Chapter Twenty Seven.

“God liveth ever,
Wherefore, soul, despair thou never.”

Brownrig was better in mind and in body than when Allison first came, but he was far from strong. His mind was not quite clear, and it was not easy for him “to put this and that together,” in a way to satisfy himself, when the doctor went away. He was already “muddled,” as he called it, and he did the best thing he could have done in the circumstances, he shut his eyes and fell asleep.

Before he woke Allison came in, and when he looked up, he saw her sitting with her work on her lap, and yesterday’s newspaper in her hand, reading: and smiling to herself as she read.

“Weel, what’s the news the day?” said he.

Allison did not start or show the surprise she fell at being thus addressed.

“Will I read it to you?” she asked.

She read about the markets and the news of the day; but whether he were getting the good of it all or not, she could not say. When she thought she had read enough, she laid down the paper and took up her work as usual.

That was the beginning. All the days passed like this day for a while, except that a book took the place of a newspaper sometimes. And by and by, the best of books had a minute or two given to it—rarely more than a minute or two.
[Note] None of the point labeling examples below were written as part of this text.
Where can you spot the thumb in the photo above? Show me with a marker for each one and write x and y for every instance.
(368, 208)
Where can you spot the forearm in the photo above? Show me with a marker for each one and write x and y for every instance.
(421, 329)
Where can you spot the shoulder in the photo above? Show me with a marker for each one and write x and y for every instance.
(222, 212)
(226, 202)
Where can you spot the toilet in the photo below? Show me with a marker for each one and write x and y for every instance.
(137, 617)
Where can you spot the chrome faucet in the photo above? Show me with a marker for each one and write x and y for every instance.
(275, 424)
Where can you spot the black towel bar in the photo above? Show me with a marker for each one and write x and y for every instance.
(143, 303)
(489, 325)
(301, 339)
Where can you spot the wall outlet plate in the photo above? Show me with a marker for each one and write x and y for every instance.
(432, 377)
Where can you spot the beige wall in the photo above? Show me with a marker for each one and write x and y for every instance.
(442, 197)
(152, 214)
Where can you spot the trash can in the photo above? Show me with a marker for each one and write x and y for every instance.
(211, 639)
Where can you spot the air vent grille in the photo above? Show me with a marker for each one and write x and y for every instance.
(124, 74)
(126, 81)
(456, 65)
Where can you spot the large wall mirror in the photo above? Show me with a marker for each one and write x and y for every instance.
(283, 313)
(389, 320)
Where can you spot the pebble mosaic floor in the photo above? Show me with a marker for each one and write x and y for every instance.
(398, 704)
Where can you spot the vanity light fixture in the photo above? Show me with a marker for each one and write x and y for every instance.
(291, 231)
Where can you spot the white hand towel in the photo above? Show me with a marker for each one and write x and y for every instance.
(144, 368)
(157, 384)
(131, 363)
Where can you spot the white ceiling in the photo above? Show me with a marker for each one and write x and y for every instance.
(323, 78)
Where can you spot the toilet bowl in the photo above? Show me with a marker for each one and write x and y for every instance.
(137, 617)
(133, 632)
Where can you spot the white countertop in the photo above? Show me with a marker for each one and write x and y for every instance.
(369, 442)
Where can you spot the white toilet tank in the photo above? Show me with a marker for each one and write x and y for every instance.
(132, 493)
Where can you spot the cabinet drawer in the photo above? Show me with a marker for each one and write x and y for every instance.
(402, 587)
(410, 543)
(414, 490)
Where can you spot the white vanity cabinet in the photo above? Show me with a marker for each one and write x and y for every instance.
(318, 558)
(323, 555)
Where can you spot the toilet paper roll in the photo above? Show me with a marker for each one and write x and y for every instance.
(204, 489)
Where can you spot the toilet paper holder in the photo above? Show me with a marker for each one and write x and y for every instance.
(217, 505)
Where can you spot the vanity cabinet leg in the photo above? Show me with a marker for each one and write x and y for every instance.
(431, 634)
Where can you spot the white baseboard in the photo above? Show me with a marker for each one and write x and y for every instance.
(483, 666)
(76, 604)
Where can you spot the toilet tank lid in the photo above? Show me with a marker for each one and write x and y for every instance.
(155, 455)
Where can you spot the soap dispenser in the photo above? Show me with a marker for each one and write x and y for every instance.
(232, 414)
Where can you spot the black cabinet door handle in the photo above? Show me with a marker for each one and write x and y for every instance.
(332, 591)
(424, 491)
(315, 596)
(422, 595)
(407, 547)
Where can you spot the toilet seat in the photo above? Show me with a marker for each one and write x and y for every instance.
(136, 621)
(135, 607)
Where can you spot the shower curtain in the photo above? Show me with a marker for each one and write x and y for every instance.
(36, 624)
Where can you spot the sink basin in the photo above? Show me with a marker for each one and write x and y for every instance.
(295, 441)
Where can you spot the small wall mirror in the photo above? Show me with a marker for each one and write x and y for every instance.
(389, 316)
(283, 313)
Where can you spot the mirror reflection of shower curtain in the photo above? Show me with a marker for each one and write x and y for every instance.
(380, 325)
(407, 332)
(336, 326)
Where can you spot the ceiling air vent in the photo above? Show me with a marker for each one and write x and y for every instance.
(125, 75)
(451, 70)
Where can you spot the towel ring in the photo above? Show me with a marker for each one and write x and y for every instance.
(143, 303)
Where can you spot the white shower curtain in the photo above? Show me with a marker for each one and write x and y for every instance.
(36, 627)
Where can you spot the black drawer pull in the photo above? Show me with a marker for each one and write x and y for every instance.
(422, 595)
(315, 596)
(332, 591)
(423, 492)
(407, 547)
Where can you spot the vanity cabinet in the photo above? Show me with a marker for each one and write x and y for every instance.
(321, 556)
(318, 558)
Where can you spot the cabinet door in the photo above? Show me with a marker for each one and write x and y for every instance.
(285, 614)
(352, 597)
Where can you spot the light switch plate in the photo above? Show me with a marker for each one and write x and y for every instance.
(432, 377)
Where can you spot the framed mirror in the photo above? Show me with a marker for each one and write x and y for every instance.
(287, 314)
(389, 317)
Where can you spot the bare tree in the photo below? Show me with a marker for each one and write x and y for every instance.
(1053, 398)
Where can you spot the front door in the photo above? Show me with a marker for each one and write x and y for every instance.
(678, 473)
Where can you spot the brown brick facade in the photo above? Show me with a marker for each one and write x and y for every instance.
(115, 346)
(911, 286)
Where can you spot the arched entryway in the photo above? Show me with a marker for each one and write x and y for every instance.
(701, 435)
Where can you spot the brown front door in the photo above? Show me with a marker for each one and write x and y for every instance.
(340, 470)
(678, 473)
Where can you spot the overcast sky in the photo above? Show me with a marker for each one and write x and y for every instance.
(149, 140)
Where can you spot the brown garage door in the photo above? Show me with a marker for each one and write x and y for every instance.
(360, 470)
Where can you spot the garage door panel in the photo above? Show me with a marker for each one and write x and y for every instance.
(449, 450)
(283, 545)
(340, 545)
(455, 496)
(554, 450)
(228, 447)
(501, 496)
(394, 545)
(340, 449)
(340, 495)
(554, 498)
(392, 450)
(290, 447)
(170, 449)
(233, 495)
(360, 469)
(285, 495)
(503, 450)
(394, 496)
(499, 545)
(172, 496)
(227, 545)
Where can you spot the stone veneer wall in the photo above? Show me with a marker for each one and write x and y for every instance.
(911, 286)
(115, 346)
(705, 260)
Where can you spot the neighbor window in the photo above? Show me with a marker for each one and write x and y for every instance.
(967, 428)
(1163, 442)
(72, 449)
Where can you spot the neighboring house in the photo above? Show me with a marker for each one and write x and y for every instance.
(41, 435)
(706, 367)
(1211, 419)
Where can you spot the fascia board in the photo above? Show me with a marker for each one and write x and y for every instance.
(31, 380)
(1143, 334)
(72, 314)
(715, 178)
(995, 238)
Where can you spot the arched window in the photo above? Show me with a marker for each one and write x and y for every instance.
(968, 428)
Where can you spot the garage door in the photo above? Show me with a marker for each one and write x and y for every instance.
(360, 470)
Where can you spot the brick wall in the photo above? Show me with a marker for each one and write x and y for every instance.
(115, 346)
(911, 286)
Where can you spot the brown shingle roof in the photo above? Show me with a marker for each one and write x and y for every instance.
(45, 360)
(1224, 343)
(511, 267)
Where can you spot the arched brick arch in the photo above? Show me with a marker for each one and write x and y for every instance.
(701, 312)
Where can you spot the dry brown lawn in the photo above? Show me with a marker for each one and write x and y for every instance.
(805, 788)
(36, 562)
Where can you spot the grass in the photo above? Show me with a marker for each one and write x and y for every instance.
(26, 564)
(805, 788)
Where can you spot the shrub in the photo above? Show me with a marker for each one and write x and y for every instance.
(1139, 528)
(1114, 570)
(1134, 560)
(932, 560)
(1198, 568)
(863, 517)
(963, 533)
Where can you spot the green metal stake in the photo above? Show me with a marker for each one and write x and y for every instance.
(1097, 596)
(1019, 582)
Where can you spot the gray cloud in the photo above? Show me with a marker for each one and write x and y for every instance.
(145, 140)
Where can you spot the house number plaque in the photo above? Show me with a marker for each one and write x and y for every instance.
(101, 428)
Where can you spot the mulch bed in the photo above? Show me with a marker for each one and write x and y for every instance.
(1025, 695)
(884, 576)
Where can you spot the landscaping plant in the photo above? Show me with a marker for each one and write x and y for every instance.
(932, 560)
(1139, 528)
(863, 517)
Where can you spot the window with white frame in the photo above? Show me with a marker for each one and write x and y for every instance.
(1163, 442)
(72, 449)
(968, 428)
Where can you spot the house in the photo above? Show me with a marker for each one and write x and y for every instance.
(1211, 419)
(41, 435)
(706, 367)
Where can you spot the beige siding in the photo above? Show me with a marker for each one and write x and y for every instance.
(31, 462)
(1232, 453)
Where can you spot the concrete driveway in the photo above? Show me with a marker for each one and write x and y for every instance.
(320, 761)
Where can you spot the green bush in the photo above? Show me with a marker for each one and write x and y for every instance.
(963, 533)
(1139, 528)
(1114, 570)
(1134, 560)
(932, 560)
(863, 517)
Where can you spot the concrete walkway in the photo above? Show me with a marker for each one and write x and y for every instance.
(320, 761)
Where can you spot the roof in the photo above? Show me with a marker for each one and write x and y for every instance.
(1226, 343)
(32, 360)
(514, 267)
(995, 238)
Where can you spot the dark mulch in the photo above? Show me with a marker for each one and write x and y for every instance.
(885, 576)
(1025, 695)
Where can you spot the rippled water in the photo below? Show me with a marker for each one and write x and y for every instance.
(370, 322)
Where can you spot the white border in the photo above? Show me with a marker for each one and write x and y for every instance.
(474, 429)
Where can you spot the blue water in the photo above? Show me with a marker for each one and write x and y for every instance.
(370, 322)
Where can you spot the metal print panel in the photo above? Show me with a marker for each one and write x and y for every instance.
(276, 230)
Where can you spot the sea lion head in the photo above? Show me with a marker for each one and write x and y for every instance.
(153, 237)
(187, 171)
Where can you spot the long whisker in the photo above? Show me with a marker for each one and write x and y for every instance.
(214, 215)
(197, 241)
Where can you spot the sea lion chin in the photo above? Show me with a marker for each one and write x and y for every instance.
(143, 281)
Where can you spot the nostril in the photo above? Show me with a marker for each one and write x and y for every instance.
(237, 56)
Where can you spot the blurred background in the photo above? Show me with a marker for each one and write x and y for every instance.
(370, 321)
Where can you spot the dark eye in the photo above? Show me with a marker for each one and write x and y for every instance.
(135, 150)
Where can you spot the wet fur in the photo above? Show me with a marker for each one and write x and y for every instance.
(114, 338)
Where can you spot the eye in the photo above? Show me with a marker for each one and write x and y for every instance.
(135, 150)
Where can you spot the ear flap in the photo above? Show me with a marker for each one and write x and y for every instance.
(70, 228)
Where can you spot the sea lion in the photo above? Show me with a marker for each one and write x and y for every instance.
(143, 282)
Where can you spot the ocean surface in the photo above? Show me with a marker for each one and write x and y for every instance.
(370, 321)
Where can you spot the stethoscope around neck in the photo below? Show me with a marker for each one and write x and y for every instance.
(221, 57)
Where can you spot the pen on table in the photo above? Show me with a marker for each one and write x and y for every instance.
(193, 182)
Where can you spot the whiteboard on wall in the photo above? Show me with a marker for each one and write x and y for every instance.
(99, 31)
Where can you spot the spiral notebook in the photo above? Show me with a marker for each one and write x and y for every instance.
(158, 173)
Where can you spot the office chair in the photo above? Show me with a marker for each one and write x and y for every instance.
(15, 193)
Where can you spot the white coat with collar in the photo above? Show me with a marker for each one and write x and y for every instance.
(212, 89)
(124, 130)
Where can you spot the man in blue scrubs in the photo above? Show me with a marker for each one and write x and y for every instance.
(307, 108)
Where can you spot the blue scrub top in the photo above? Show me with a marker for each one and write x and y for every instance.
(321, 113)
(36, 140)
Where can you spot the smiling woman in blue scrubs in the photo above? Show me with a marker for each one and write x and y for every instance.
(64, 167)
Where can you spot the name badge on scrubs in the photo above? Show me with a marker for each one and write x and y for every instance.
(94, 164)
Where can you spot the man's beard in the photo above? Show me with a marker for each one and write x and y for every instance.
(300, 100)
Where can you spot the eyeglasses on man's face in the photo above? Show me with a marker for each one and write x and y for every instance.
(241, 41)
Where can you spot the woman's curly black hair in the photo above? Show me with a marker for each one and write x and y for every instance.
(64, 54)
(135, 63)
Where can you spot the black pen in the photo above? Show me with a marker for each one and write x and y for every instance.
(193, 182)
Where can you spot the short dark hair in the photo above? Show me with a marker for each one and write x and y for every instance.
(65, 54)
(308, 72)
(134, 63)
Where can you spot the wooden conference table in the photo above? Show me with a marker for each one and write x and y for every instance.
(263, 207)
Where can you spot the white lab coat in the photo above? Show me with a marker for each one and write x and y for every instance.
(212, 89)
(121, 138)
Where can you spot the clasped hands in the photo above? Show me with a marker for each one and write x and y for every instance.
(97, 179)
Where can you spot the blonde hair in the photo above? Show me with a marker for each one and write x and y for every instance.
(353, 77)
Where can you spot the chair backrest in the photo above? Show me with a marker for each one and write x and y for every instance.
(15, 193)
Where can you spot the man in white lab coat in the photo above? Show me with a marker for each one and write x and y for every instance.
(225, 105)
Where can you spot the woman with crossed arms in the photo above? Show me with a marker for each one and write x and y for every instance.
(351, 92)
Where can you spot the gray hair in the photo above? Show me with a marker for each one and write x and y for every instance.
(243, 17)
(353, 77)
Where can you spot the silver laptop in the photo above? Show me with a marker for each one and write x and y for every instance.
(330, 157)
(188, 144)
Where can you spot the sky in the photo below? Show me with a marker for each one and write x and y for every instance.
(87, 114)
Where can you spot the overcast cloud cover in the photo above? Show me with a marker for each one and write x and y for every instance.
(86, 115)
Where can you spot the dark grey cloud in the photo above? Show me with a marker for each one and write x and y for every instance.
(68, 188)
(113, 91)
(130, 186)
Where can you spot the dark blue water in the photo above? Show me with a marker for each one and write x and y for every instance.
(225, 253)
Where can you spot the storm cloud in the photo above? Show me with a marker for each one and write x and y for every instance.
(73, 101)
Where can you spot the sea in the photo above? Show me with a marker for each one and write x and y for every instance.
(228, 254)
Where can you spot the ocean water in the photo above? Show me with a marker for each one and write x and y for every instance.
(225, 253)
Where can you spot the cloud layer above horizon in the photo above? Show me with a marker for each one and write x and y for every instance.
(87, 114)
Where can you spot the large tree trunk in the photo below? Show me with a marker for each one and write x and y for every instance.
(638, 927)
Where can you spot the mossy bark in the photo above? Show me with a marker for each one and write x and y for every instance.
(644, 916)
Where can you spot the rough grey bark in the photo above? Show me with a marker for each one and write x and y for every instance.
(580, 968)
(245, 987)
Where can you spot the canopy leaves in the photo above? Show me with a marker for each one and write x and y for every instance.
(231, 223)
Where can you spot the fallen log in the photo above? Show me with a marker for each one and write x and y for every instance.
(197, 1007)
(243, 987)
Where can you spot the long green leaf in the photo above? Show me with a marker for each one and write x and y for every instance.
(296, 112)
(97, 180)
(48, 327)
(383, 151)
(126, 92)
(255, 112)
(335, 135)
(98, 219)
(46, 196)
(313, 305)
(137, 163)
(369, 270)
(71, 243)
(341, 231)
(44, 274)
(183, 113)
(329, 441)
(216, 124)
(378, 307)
Brownrig listened to that as he listened to the rest, willingly, and sometimes with interest, when she chanced to light on a part which had not been quite forgotten in the long careless years which had passed since the time his dead mother used to read it with him and his little sisters, when they were children at home. When he looked interested, or made a remark on any part of what she read, Allison went over it again, and now and then took courage to speak a word or two of Him who “bore our griefs and carried our sorrows,” and who died that we might live. He listened always in silence. Whether he was ever moved by the words could not be told, for he gave no sign.